The constellation in question is the Pentagon's Proliferated Warfighter Space Architecture, a network of hundreds of small, cheap satellites in low Earth orbit designed to track missile launches, move data between sensors and weapons, and survive attack by being too numerous to kill quickly. According to Aviation Week, the Space Force's fiscal 2027 budget request, released April 3, confirms the service is not funding Tranche 3 of the Transport Layer, the data-moving portion of that network, and plans to fold those requirements into the Space Data Network instead. The $1.6 billion for the SDN was confirmed by the Air Force's deputy assistant secretary for budget at an April 21 media briefing. The Space Development Agency, the office that has managed the constellation since 2019, "probably won't" exist as a standalone organization, acting director Gurpartap "GP" Sandhoo told reporters on April 15.

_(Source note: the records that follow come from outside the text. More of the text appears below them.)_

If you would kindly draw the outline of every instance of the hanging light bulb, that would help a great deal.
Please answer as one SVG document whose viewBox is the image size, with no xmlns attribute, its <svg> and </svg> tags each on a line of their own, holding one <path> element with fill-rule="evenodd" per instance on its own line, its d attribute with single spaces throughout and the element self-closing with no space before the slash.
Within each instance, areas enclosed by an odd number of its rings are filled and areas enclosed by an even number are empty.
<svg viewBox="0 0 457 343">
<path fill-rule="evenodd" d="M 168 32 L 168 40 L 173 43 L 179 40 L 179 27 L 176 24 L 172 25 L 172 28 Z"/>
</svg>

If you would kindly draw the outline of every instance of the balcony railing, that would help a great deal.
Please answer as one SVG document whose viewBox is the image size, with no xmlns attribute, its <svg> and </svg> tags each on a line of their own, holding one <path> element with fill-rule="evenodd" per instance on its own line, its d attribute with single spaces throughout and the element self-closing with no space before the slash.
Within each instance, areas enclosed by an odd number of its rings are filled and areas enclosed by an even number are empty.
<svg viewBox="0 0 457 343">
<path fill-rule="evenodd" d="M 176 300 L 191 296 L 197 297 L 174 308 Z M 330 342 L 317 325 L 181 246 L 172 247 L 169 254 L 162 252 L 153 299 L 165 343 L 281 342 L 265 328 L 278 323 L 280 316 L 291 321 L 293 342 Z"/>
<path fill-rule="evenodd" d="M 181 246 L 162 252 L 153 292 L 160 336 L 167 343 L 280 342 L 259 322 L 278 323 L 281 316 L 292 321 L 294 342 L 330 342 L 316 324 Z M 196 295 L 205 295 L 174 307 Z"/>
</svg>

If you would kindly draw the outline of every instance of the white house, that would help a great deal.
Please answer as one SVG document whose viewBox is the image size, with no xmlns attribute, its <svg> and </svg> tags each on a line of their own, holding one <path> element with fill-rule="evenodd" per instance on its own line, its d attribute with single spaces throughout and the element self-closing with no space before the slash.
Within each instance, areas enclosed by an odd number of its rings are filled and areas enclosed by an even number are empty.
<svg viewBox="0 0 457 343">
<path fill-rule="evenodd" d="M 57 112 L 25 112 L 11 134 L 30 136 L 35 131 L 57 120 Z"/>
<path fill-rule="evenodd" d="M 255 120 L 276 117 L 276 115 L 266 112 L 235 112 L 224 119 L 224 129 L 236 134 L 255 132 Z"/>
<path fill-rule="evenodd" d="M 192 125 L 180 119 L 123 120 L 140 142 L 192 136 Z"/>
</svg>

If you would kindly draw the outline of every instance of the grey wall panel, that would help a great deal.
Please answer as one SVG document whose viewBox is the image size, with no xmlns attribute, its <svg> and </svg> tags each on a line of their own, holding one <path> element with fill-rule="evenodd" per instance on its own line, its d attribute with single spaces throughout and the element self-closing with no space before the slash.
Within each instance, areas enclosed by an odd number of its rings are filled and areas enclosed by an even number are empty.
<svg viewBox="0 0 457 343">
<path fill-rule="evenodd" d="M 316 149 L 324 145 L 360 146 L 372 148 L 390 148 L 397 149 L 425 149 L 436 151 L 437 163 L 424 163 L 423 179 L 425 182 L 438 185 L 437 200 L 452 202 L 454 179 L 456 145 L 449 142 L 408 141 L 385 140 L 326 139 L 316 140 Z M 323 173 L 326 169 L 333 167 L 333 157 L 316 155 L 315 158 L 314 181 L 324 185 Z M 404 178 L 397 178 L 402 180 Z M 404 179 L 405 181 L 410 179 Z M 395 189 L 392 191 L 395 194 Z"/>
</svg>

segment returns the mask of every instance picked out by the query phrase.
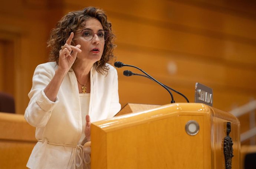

The terminal shortage that delayed the existing program travels with it. The agency qualified four suppliers for optical communications terminals: CACI, Tesat-Spacecom, Skyloom, and Mynaric, a German manufacturer. Four was already a thin supply base for a program building hundreds of satellites. On April 14, Rocket Lab closed a $155.3 million acquisition of Mynaric, bringing the number of independent qualified suppliers to three. Sandhoo said on April 1 at the Mitchell Institute's Fourth Annual Spacepower Security Forum in Arlington: "From an optical communications terminal perspective, we're not there yet on how many we need. The throughput is not there yet."
The shortage has already forced compromises in orbit. When 21 Lockheed Martin satellites for the SDA's Tracking Layer, the part of the constellation designed to detect and track missile launches, flew in October, each carried three terminals instead of the four originally planned. The Transport Layer satellites had their launches paused for months waiting on software updates and terminal fixes that took longer than projected. Launches will resume in May or June, Sandhoo told reporters at the Space Symposium. The SDA has named optical terminals alongside connectors and propellant tanks as persistent supply chokepoints.
What happens to that supply under the new program structure depends on what Rocket Lab does with Mynaric. The vertical integration case for the acquisition is real: Rocket Lab won $805 million in the Tranche 3 Tracking Layer awards to build 18 satellites, and those satellites need terminals. Owning a qualified manufacturer removes a dependency. But the other three Tranche 3 satellite primes also need to source terminals from a pool that now includes a competitor's subsidiary. Lockheed Martin won $1.1 billion in Tranche 3 awards; L3Harris won $843 million; Northrop Grumman won $764 million. None of them own a terminal manufacturer.
The Tranche 3 program totals $3.5 billion across four contractors, building 72 tracking satellites, half of which are missile defense assets requiring fire-control quality targeting — the most demanding performance tier. The SDN successor program will need terminals too, and the $1.6 billion funding request says nothing about the supply chain that has to fill that order. The Transport Layer is expected to eventually transfer from the SDA to a new Pentagon acquisition executive as the constellation matures, with Sandhoo himself expected to take on a new role as Portfolio Acquisition Executive for missile warning and tracking.
Kepler Communications, a Canadian company, was on the same Space Symposium panel as Sandhoo. Kepler launched 10 optical relay satellites on a SpaceX Falcon 9 from Vandenberg in January and operates what it calls the first commercial optical data relay constellation, with 33 satellites in orbit total. CEO Mike Mitry's pitch: a commercial, multi-user relay network built on open standards, where no single prime controls access to orbital communication links.
Neither Sandhoo nor the Space Force's budget documents address what happens to the qualified terminal supplier list when one of those four companies is no longer an independent vendor.